Scheme 7 Bioactive compounds where installation of halogen on a protein-tethered aliphatic substrate is performed selectively by a NHFeHal, including (A) barbamide 189,60 (B) syringomycin E 192,58 (C) armentomycin 196,171 (D) kutzneride 2 29118 and (E) hectochlorin 200.172 |
Scheme 8 Installation of halogen on protein-tethered aliphatic substrate performed selectively by a NHFeHals, in the biosynthesis of natural products, enabling alkene generation and cyclopropane generation. (A) Jamaicamide 204,61 (B) curacin A 208,174 (C) coronatine 213,175 and (D) kutzneride 29.118 Notable similarities may be observed between the first steps in jamaicamide, vinylchloride formation and curacin cyclopropyl biosynthesis.
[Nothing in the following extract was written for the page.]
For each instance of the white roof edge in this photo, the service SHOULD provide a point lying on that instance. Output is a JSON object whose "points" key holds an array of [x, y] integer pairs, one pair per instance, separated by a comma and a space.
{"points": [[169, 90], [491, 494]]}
Coronamic acid and kutzneride 29 biosynthesis are initiated by the halogenation of the γ-methyl of different diastereoisomers of L-isoleucine. |
Scheme 9 Known substrate scope of wild-type NHFeHals WelO562 and AmbO583 and engineered varieties of WelO15178 and WelO5*.179 |
Initial sequence and mutational analysis of WelO5 and AmbO5 pointed to eleven C-terminal residues, likely influencing substrate utilisation.180 The potential to develop WelO5 through directed evolution to improve the biocatalytic capabilities and extend substrate scope has been attempted by a number of groups. Hoebenreich and coworkers used structure-guided direct evolution to develop variants of WelO5 homologue Wi-WelO15 from Westiella intricata HT-29-1 capable of selectively chlorinating non-natural hapalindole 235, and hapalindoles 237–240 containing a ketone moiety at the position of the natural isonitrile.178 Buller and coworkers engineered variants of another homologue WelO5* for selective halogenation at two separate positions on a martinelline analogue 232,179 representing the first successful biocatalytic installation of a halogen by WelO5 type enzymes on a substrate that is notably different to their natural hapalindole targets. Both Buller and Hoebenreich identified amino acid positions, which seem to play an important role in the regioselectivity of these enzymes towards non-natural substrates, opening up possible opportunities for rational re-engineering of these catalysts.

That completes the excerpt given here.